La maggior parte dei profughi si è diretta verso la Turchia e il Libano, altri hanno trovato riparo in Giordania, Iraq ed Egitto. Qualcuno però è rimasto, con la speranza di poter un giorno riannodare quel filo con la propria esistenza che le bombe hanno spezzato. Um Yazan e la sua famiglia vivono ora in tende che hanno cucito loro stessi, in condizioni estremamente precarie. Non ci sono infrastrutture, non c’è elettricità, non c’è acqua. “Non c’è niente qui – ha detto sconsolata la donna. – Siamo arrivati qui da sfollati, siamo dovuti partire quando la nostra zona è stata attaccata”.
Nonostante l’assoluta precarietà in cui sono immersi, Yazan e i suoi familiari cercano di andare avanti e di tornare alle proprie occupazioni. “I miei figli e io stiamo cercando di lavorare per guadagnare un po’ di denaro – ha spiegato Um Yazan – a volte vendiamo della verdura e guadagniamo quanto basta per comprare un po’ di pane, olio e zucchero”.

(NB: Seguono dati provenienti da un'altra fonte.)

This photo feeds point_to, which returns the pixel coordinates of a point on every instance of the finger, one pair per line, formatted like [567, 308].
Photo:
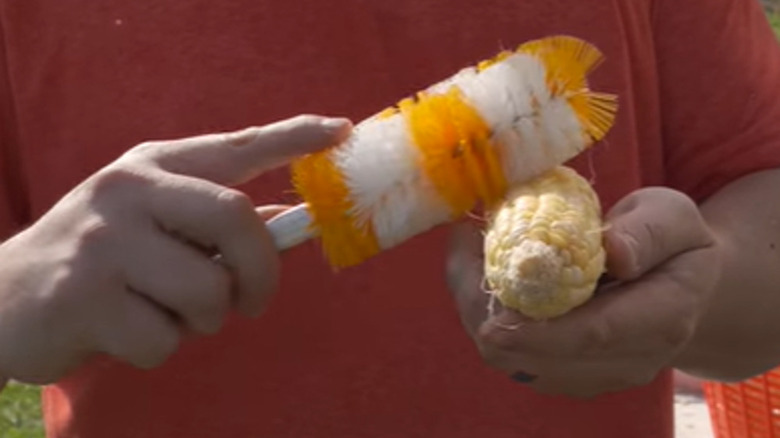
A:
[181, 279]
[464, 273]
[137, 331]
[225, 221]
[647, 315]
[649, 227]
[267, 212]
[236, 157]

Il conflitto in Siria ha avuto gravi conseguenze non solo sulle persone ma anche sugli animali. Negli ultimi anni il numero dei bovini è calato di oltre il 30 per cento mentre capre e pecore sono diminuite del 40 per cento. Prendersi cura del bestiame è diventato sempre più difficile e costoso, i servizi veterinari sono stati drasticamente ridotti e i programmi e le campagne di vaccinazione sono realizzabili solo nelle aree più sicure. Proprio la carenza di vaccini, a causa dei gravi danneggiamenti subiti dai centri di produzione dei vaccini, rappresenta uno dei problemi principali per gli allevatori siriani.

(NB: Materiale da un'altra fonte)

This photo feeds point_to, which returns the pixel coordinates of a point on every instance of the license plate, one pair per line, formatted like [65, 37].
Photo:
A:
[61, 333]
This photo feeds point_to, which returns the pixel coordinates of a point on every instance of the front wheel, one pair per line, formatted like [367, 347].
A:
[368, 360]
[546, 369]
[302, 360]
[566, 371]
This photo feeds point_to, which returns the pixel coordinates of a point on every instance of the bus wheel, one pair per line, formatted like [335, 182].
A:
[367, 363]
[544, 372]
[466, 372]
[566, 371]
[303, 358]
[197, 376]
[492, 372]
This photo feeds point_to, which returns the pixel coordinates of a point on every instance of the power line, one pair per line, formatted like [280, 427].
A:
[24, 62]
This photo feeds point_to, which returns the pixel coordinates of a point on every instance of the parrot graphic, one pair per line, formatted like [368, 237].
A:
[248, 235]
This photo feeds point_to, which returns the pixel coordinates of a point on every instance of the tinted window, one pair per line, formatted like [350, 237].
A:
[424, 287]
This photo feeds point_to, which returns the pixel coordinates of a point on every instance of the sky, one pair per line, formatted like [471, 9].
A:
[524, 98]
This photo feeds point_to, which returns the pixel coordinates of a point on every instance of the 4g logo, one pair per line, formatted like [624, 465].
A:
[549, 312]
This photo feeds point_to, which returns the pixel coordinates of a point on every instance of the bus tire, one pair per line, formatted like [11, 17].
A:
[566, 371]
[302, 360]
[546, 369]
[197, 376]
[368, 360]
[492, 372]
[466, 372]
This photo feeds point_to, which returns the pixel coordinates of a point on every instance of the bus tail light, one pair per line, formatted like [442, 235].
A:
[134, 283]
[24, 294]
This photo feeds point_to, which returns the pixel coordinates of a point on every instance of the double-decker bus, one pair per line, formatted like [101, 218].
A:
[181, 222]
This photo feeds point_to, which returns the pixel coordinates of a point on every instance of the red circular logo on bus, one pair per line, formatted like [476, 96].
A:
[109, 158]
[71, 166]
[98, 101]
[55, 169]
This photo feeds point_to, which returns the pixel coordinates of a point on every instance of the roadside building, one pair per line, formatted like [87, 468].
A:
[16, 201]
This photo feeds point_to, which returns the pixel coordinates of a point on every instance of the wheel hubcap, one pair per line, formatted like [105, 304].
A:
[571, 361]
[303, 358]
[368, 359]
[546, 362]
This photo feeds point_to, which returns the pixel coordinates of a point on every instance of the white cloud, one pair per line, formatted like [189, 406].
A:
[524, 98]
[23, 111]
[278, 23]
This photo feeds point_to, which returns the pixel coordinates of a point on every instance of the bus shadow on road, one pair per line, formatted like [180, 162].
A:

Dalla sopravvivenza del bestiame può dipendere anche quella delle persone che vivono nelle comunità rurali, proteggere gli animali superstiti è dunque fondamentale. Per questo la Fao e l’Associazione medico-veterinaria siriana hanno condotto all’inizio dell’anno una campagna sanitaria zootecnica per proteggere 1,3 milioni di pecore e capre e 65mila bovini. L’operazione è durata tre mesi e ha aiutato oltre 200mila proprietari di bestiame. “Il trattamento ha protetto i nostri animali dalle malattie – ha detto Um Yazan – grazie ai veterinari che li hanno curati. Ci hanno permesso di risparmiare denaro, non ci saremmo potuti permettere di pagare un veterinario”. Oggi come ieri Um Yazan continua a mungere le sue pecore e a prendersi cura di loro, sapendo che dipendono strettamente l’una dalle altre, con un unico pensiero che sembra non abbandonarla, nonostante tutto, “tornare ad una vita normale”.